During my research I came across the following script on Glens Exchange Dev Blog which explains how you can enable and disable POP3 and IMAP on a per user basis, this was great as with some adaption these could be used to disable IMAP globally in AD (thanks Glen – as always you have what we need), now all I needed was a method to exclude people from the disable process.
In the end I decided to have a Sub in the script that would open a text file – exclude.txt which contains a lists of distinguishedNames that we which to read back into the Sub and re-enable the IMAP settings.
Now that the script had been logically thought out this is what I came up with in terms of the code:
Set objRootDSE = GetObject(“LDAP://rootDSE“)

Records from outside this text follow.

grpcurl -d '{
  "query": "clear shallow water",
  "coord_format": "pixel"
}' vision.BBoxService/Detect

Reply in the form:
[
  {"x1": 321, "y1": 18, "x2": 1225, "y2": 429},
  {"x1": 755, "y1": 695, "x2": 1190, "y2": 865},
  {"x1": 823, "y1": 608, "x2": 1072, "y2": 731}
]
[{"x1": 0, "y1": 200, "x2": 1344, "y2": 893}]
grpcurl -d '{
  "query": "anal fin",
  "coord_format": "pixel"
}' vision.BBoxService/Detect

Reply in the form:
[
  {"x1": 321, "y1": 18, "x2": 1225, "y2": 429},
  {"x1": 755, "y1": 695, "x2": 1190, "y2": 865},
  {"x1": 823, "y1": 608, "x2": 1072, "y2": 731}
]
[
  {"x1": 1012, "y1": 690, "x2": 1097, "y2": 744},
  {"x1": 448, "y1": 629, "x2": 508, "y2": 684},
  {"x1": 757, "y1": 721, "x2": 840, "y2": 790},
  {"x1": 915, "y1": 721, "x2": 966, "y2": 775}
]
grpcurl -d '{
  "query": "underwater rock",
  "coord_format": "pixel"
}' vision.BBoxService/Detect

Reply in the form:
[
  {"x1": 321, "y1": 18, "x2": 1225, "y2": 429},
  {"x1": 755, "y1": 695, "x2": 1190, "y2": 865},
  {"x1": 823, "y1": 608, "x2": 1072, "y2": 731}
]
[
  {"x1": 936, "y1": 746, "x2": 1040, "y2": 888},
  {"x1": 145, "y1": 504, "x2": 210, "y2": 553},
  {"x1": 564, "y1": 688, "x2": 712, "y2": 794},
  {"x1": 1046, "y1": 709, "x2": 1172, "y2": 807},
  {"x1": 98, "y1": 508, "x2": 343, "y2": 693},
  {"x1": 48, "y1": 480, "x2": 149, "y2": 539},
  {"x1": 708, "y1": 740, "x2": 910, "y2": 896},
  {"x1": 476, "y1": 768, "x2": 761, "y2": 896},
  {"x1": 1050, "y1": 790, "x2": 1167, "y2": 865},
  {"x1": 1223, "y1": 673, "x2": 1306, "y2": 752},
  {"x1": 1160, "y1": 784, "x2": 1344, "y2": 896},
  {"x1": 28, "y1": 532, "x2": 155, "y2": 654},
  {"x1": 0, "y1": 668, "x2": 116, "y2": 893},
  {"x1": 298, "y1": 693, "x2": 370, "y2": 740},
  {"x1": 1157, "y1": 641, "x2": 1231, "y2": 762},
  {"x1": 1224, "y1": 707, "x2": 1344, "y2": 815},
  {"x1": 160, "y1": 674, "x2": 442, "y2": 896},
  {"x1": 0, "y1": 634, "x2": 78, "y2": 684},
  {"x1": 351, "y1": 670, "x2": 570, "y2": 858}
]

strADsPath = “LDAP://” & objRootDSE.Get(“defaultNamingContext”)
Set objDomain = GetObject(strADsPath)
Set objCommand = CreateObject(“ADODB.Command”)
Set objConn = CreateObject(“ADODB.Connection”)
objConn.Open “Provider=ADsDSOObject;”
Set objCommand.ActiveConnection = objConn
objCommand.CommandText = “SELECT distinguishedName,samAccountName FROM “+”‘”+strADsPath+”‘”+” WHERE objectClass = ‘user’”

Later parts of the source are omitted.